UPDATE: Leo Donfrio, who had his own case before the U.S. Supreme Court from New Jersey denied a hearing, offers this perspective on how the the Indiana Court of Appeal tripped over the natural born citizen issue with this decision:
The Indiana Court of Appeals in the Arkeny and Kruse case has just issued a lame judicial attempt at defining the “natural born citizen” clause. The errors of fact and law incorporated into the decision serve as a beacon outlining the desperation certain government factions now face. Obviously, the British birth issue is getting on their nerves and this was clearly an attempt to derail further national discussion on this issue.

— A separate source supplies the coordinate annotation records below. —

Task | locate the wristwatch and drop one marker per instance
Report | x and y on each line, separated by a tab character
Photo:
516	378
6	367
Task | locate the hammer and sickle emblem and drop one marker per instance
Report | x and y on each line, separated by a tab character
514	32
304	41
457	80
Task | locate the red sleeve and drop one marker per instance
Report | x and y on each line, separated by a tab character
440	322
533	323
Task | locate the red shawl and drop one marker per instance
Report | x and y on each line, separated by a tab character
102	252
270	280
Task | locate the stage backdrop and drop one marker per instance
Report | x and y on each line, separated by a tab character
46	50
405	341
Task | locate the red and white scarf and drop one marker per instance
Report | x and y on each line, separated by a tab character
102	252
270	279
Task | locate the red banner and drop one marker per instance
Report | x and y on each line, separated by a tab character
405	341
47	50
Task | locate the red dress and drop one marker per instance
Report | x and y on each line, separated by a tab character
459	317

The Indiana Court of Appeals held that the plaintiffs did not state a claim upon which relief might be granted, but then they went ahead and visited some of the underlying merits of the case in a rather cavalier manner. Since any appeal of this decision will be dismissed on other procedural grounds, no appellate court will ever review them on this issue. The upper courts will simply deny the appeal without reaching this aspect. So they took a crack at stopping this in its tracks.
And they failed miserably. And it’s very encouraging. The arguments presented by the Indiana Court of Appeals are weak. The facts used by them are also a fantastic attempt at propaganda. For example:
With regard to President Barack Obama, the Plaintiffs posit that because his father was a citizen of the United Kingdom, President Obama is constitutionally ineligible to assume the Office of the President. The bases of the Plaintiffs‟ arguments come from such sources as FactCheck.org, The Rocky Mountain News…

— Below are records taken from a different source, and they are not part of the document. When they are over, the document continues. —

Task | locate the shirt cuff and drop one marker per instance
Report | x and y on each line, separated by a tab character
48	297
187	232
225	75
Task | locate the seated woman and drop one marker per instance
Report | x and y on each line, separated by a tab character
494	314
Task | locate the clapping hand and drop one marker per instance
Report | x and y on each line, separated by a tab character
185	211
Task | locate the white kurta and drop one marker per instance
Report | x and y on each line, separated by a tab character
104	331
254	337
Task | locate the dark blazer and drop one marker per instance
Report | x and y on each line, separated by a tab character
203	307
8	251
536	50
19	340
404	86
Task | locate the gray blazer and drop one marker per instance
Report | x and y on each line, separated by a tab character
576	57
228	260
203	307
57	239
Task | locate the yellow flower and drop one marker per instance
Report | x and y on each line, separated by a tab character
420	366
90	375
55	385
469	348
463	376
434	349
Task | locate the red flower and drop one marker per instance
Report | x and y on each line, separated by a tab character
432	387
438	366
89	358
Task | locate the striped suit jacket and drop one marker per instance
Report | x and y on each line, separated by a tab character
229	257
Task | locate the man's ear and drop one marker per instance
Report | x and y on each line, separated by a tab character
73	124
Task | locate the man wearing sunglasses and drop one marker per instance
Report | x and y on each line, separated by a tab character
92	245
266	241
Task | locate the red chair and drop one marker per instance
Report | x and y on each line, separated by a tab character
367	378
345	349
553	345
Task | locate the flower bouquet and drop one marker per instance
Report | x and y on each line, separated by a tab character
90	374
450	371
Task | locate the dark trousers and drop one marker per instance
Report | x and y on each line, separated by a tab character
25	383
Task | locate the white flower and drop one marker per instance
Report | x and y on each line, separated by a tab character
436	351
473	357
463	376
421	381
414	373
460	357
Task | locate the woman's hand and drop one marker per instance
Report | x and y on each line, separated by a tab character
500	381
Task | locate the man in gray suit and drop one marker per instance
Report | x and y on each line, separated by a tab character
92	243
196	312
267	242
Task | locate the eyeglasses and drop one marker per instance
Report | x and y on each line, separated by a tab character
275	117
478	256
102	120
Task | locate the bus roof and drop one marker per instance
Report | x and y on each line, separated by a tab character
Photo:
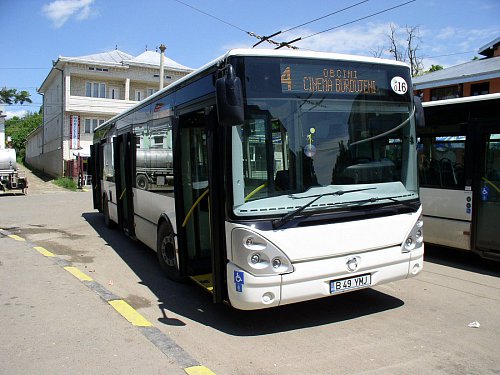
260	52
466	99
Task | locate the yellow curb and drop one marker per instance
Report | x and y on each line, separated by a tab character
198	370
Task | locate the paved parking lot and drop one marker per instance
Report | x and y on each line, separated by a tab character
415	326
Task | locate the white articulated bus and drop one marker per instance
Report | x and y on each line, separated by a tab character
459	164
270	177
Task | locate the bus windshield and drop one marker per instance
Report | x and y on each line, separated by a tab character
310	138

That’s interesting. Later in the decision they reject this fact. Amazing. It appears that the Indiana Appellate Court was not willing to accept that Barack Obama Sr. was the President’s father. That alone tells you something was rotten in Denmark. But the legal arguments they proceed upon, particularly their selective quotations from the Minor and Wong Kim Ark cases illustrate a wonderful example of a court acting as one of the advocates.

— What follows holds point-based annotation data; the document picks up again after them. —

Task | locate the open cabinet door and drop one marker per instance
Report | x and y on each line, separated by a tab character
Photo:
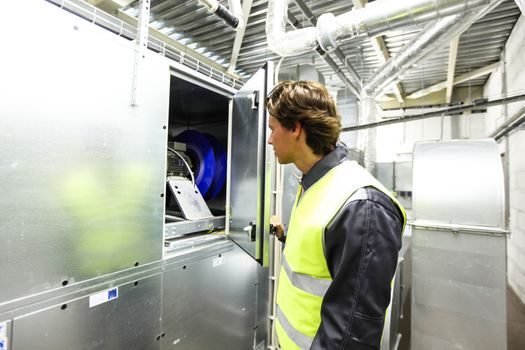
251	167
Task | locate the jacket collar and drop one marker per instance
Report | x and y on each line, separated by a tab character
326	163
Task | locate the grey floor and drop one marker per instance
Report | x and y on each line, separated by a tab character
515	322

Their main argument is to state that citizens are only born or naturalized. That fails to take into account the framers (and other original citizens) who themselves were neither born citizens nor were they naturalized. So the Court proves itself a bit wonky on that point. Still, I certainly do not dispute that today all US citizens are either born or naturalized. But that’s not the point. The necessary evaluation requires consideration of the various types of born citizenship. And on this important issue, the Indiana Court of Appeals has failed.
Born citizens can be broken up into three groups:
1. natural born
2. citizens by statute
3. 14th amendment citizens
- All three classes were born as US citizens, but not all three are the same. Persons born abroad are citizens by federal statute.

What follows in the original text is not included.